Rossini, ce grand musicien de tant d'esprit, a pourtant eu la faiblesse de croire qu'un Stabat respectable, un vrai Stabat, un Stabat digne de succéder à ceux de Palestrina et de Pergolèse, devait absolument finir par une fugue sur le mot Amen. C'est en réalité, vous le savez tous, le plus abominable et le plus indécent des contre-sens; mais Rossini ne se sentait pas le courage de braver le préjugé établi là-dessus. Or, comme la fugue n'est pas son fort, il alla trouver son ami Tadolini, qui passe pour un contre-pointiste à tous crins, et il lui dit de son air le plus câlin: Caro Tadolini, mi manca la forza; fammi questa fuga! Le pauvre Tadolini se dévoua et fit la fugue. Puis quand le Stabat parut, les professeurs de contre-point la trouvèrent détestable, ces messieurs ayant toujours été dans l'usage de n'accorder la science de la fugue qu'à eux ou à leurs élèves. De sorte qu'en fin de compte, Rossini, à les en croire, eût tout aussi bien fait d'écrire sa fugue lui-même.

Telle est l'anecdote qui circule; mais la vérité vraie, c'est, entre nous soit dit, que la fugue est de Rossini.

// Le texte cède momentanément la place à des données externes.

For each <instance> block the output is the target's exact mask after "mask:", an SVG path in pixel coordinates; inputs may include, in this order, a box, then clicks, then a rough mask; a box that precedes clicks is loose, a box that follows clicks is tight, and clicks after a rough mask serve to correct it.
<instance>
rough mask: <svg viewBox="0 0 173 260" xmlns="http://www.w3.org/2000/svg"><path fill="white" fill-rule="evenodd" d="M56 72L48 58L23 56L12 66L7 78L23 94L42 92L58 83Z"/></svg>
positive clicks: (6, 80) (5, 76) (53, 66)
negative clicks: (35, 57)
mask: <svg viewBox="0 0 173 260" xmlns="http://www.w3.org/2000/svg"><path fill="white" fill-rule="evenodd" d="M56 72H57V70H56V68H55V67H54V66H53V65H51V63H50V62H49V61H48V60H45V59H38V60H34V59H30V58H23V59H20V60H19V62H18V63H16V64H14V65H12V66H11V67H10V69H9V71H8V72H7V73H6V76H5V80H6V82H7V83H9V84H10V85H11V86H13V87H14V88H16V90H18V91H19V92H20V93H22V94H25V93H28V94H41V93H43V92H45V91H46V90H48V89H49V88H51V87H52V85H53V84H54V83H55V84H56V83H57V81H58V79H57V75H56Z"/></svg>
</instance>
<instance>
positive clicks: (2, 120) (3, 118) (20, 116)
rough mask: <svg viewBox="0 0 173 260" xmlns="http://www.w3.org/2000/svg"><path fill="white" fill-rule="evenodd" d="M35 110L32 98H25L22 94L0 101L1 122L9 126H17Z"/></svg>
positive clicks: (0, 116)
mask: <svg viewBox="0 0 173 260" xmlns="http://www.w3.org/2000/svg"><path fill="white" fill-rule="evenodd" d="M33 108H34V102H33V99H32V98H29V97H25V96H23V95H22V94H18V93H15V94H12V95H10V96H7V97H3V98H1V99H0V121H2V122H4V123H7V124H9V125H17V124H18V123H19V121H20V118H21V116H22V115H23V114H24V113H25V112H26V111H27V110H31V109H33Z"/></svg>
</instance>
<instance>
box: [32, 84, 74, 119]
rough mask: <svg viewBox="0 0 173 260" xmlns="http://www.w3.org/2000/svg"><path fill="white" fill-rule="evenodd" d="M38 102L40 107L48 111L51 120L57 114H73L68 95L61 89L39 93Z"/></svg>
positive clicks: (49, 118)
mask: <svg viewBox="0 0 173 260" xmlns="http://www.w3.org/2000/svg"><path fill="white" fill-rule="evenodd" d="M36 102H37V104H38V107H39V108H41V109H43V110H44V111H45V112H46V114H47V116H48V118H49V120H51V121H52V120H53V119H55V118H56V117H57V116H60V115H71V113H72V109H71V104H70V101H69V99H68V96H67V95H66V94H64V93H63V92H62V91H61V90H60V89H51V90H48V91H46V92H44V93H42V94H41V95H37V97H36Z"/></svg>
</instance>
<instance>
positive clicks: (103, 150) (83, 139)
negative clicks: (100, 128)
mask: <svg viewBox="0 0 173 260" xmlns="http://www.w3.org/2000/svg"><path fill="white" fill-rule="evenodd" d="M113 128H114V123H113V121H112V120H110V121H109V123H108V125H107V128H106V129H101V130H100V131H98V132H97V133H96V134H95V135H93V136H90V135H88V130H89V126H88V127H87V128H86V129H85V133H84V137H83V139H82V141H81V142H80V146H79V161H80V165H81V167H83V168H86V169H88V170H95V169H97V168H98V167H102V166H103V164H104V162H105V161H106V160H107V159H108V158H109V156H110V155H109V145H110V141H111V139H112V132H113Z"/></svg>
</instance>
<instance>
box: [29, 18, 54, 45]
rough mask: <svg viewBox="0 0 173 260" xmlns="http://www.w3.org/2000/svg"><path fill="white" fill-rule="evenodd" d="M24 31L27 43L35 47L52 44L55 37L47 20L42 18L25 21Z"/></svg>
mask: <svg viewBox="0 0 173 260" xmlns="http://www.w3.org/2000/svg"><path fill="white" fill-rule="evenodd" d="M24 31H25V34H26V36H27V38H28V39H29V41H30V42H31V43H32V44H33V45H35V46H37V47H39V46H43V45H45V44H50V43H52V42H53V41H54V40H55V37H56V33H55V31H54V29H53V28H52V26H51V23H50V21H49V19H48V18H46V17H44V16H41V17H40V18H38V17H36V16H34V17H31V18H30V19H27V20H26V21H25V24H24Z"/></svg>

Un malheur sérieux vient de nous frapper à Paris, et vous serez bien heureux de ne pas en ressentir le contre-coup. Z… ce grand insulteur de l'art et des artistes, désespéré d'avoir, par un coup de bourse, perdu les trois quarts de l'énorme fortune qu'il avait amassée, vous savez comment, n'a pu résister à une tentation de suicide. Il a fait son testament, légué, dit-on, ce qui lui restait à la directrice d'une maison d'éducation pour les filles jeunes, et, ce pieux devoir rempli, s'est acheminé vers la place Vendôme, où il s'est fait ouvrir la porte de la colonne. Parvenu sur la galerie qui couronne le sommet du monument, il a quitté son chapeau, sa cravate, ses gants, je tiens ces affreux détails du gardien de la colonne, il a jeté un regard calme sur l'abîme ouvert autour de lui, puis s'éloignant de quelques pas de la balustrade, comme pour mieux prendre son élan, il a brusquement renoncé à son projet.

Henri Heine, que je viens de voir, m'a récité en prose française un petit poëme élégiaque allemand qu'il a composé sur cette catastrophe. C'est à mourir de rire.

Pauvre Heine! cloué sur son lit depuis six ans par une incurable paralysie; presque aveugle; il garde néanmoins sa terrible gaîté. Il ne consent pas encore à mourir, dit-il. Il faut que le bon Dieu attende. Il veut voir auparavant comment tout ceci finira. Il fait des mots, sur ses ennemis, sur ses amis, sur lui-même. Avant-hier, en m'entendant annoncer, il s'est écrié de son lit, avec sa faible voix qui semble sortir d'une tombe: «Eh! mon cher! quoi, c'est vous! entrez. Vous ne m'avez donc pas abandonné?.. toujours original!»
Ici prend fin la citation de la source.